Pasen begint met Goede Vrijdag
Ik weet niet hoe het jullie in deze corona-crisis-tijd vergaat, maar tussen alle bezigheden door probeer ik ook nog wat te lezen. Het valt mij op dat er veel mensen zijn die een verklaring proberen te geven aan het hele corona-gebeuren. Of het nu gelovige of niet-gelovige mensen zijn, het lijkt wel alsof iedereen wil weten waar deze crisis goed voor is.
Een straf van God?
Is corona een straf van God omdat we als mensheid Hem aan de kant geschoven hebben of nauwelijks rekening met Hem houden?
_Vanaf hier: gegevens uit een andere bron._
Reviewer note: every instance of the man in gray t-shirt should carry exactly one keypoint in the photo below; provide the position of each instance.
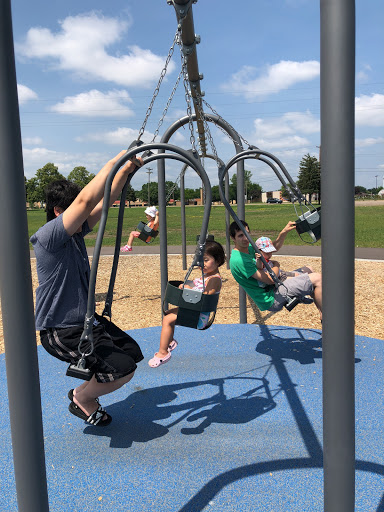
(63, 273)
(61, 297)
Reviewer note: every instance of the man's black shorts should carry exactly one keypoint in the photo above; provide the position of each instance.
(115, 353)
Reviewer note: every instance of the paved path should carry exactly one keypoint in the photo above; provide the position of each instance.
(287, 250)
(232, 423)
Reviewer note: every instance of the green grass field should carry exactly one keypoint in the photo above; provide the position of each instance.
(262, 218)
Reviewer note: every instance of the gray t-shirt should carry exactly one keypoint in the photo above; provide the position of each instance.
(63, 273)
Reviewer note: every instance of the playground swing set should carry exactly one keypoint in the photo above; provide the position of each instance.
(189, 302)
Het zou kunnen. In de Bijbel straft God soms ook. Maar dat werd altijd aangekondigd en uitgelegd door profeten. Nu is dat veel onduidelijker. Bovendien is het volgens mij te gemakkelijk. Jeremia zegt in zijn Klaagliederen (3:39): ‘Wat klaagt een mens zolang hij nog leeft? Laat hij klagen over zijn zonden!’ Oftewel: als ik denk dat corona een straf van God is, hoor ik niet met mijn vinger naar anderen te wijzen, maar na te denken over wat ikzelf in mijn relatie naar God toe verkeerd gedaan heb. EN dan nog: is de HERE een God die vooral wil straffen of een God die ons, soms hardhandig, bij Hem terug wil halen?
Een ‘wake-up call’?
Bij de sluizen op weg naar het industrieterrein Peelerpark staat een kunstwerk. Het is een grote ‘toetertoren’. Een soort roeptoeter dus. Zo kun je ook tegen de corono-crisis aankijken. Het is geen straf van God, maar een alarmsignaal om ons tot nadenken te stemmen. Maar als je dat als christen echt vindt, moet je volgens mij er ook zeggen, dat bij ‘nadenken’ ook de oproep hoort om tot God terug te keren. Anders blijf je aan de oppervlakte steken. Er gaat op dit moment een getuigenis rond van de 38-jarige arts Julian Urban die in Lombardije fulltime bezig is met de behandeling van corona-zieken. Hij geeft aan dat het in zijn ziekenhuis één grote nachtmerrie is en dat hij, als 100% atheïst, er nu van overtuigd is dat we God nodig hebben en dat alleen de vrede die Hij geeft, rust kan brengen. Dus vraagt hij nu, met als veel andere artsen en verpleegkundigen, in de paar vrije minuten die hij heeft, God om hulp. Ook al is het verhaal waarschijnlijk verzonnen, het is wel een voorbeeld van hoe christenen nadenken over wat God met de corona-crisis ons wil zeggen.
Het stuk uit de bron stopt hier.